Une étude récente menée par l’Institut géologique de l’ETH Zurich a mis au jour des structures énigmatiques profondément enfouies sous l’océan Pacifique. Ces éléments, repérés grâce à l’observation des ondes sismiques générées par les tremblements de terre, pourraient remettre en cause ce que l’on croyait savoir sur la dynamique géologique de la Terre et relancer l’intérêt pour son histoire géologique.

Plongée dans le manteau terrestre

Sous l’immensité du Pacifique occidental, qui repose sur une unique plaque tectonique massive, se cache une zone du manteau terrestre peu étudiée. Le manteau, cette vaste couche de roches en mouvement située entre la croûte et le noyau, joue un rôle majeur dans le mouvement des plaques tectoniques et la formation des volcans.

En utilisant un superordinateur pour analyser des données sismiques, l’équipe a repéré des zones où les ondes ralentissent de façon inattendue. Ces ralentissements correspondent à des structures plus froides ou à des roches dont la composition diffère de celle des environnements rocheux en fusion habituellement observés.

L’étude propose des méthodes avancées pour tenter d’y voir plus clair, notamment la modélisation numérique et l’analyse de la conductivité thermique des matériaux. Les anomalies détectées, disséminées dans le manteau inférieur à plusieurs centaines voire milliers de kilomètres de profondeur, remettent en question les modèles classiques de la fuite de matériaux dans le manteau terrestre.

Des hypothèses qui font réfléchir

Les auteurs publiés dans Scientific Reports avancent plusieurs hypothèses pour expliquer ces structures.
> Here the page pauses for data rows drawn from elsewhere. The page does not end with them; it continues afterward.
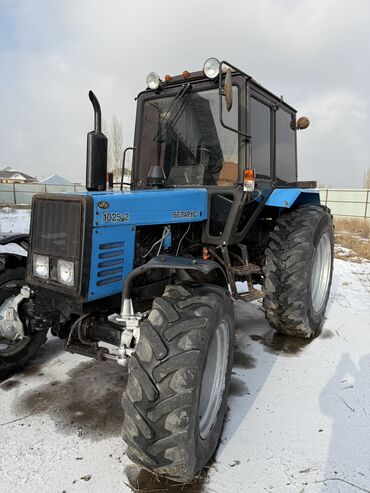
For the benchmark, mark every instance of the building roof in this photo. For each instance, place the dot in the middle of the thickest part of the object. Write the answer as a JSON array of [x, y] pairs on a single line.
[[56, 180], [9, 173]]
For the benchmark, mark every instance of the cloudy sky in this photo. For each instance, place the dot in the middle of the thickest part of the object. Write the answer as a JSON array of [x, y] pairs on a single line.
[[315, 53]]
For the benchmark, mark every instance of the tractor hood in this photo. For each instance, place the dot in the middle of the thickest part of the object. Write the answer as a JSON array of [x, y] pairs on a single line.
[[146, 207]]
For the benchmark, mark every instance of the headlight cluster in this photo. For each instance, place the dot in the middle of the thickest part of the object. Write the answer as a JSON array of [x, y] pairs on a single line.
[[63, 271]]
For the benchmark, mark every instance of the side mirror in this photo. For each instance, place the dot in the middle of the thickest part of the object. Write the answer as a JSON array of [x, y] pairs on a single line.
[[301, 124], [228, 90]]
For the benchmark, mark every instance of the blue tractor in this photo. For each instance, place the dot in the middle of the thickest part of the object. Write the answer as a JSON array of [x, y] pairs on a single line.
[[145, 273]]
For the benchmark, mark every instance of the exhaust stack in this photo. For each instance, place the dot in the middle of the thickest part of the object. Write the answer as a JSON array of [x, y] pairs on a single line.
[[96, 154]]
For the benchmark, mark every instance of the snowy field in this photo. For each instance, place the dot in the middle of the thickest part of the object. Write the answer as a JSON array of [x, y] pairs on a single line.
[[298, 420]]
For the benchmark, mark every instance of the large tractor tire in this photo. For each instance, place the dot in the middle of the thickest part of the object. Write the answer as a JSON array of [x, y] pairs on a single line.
[[175, 400], [14, 355], [298, 271]]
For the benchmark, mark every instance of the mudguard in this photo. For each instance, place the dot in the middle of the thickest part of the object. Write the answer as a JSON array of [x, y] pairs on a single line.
[[287, 197]]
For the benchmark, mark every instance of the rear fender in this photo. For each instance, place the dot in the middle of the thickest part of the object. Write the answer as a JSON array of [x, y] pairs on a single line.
[[292, 197]]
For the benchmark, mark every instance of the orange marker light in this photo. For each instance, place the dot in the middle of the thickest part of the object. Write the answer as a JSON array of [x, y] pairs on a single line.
[[249, 180]]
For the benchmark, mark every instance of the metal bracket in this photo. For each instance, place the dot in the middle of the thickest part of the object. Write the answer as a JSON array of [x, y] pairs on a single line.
[[131, 332], [11, 326]]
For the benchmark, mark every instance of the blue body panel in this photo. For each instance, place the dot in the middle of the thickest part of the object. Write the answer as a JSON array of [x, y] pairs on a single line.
[[286, 197], [116, 215]]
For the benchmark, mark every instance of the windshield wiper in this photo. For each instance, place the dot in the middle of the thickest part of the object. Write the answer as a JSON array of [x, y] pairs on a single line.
[[173, 112]]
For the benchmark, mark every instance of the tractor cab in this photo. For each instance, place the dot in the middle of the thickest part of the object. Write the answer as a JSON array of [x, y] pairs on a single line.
[[206, 128]]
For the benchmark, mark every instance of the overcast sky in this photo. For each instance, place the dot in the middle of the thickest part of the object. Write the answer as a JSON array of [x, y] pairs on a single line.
[[315, 53]]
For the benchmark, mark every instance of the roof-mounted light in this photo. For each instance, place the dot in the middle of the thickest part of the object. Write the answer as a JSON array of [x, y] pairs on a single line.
[[211, 68], [153, 81]]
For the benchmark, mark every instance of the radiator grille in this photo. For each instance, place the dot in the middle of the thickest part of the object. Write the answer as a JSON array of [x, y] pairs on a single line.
[[111, 263], [57, 228]]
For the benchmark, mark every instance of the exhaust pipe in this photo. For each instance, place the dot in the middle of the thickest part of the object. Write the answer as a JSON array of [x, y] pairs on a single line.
[[96, 154]]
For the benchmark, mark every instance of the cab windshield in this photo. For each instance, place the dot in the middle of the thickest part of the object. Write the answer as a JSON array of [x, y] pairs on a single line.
[[184, 136]]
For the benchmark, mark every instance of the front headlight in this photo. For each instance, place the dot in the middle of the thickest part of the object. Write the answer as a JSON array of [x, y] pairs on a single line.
[[66, 272], [41, 266]]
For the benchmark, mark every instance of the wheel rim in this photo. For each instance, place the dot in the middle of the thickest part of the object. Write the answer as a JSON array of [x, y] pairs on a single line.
[[7, 345], [321, 271], [213, 381]]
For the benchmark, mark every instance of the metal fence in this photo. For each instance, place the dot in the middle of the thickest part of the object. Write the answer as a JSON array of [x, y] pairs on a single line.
[[21, 193], [342, 202], [351, 202]]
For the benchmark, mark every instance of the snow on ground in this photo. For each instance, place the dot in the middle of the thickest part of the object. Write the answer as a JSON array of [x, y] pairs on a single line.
[[14, 220], [298, 420]]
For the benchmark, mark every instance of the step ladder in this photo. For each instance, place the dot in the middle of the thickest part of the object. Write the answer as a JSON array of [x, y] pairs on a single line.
[[245, 269]]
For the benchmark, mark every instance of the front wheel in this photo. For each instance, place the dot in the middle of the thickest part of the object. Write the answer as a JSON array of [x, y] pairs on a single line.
[[298, 271], [15, 353], [176, 395]]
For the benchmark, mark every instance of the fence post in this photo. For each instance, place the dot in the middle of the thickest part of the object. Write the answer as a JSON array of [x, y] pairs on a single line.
[[366, 203]]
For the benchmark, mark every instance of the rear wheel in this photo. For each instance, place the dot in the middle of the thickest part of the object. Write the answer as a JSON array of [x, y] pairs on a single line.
[[298, 271], [14, 354], [175, 400]]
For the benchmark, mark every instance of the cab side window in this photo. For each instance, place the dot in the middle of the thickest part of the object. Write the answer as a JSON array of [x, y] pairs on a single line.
[[261, 138], [285, 147]]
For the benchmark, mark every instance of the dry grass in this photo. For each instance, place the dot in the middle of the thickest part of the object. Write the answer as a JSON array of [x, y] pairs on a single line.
[[354, 234], [353, 225]]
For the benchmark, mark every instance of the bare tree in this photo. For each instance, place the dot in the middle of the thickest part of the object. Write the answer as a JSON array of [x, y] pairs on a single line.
[[366, 182]]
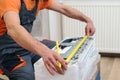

Thomas Schouten, doctorant en géologie à l’ETH, indique que ces formations pourraient être de véritables vestiges de la Terre datant de 4 milliards d’années. Autre piste : il s’agirait d’accumulations de roches riches en fer, formées progressivement par les mouvements du manteau.

Selon ce mécanisme, ces matériaux plus denses auraient pu s’amasser à certains endroits pendant des milliards d’années, modifiant la vitesse de propagation des ondes sismiques. Cette idée diffère des théories classiques qui lient souvent les formations inhabituelles à des plaques entraînées par la subduction. Or, sous l’océan Pacifique, où domine une seule plaque, cette explication paraît peu vraisemblable.

Thomas Schouten souligne : « Les anomalies du manteau inférieur ont diverses origines », mettant en avant la complexité potentielle et insoupçonnée du manteau terrestre, rapporte Slate. Les découvertes laissent entendre que des zones jusque-là associées à des phénomènes particuliers pourraient être beaucoup plus répandues. D’où la nécessité pour les scientifiques de revoir la dynamique du manteau, qui pourrait être bien plus complexe que prévu, et la question fondamentale demeure : « D’où viennent-elles et que nous apprennent-elles sur l’histoire profonde de notre planète ? ».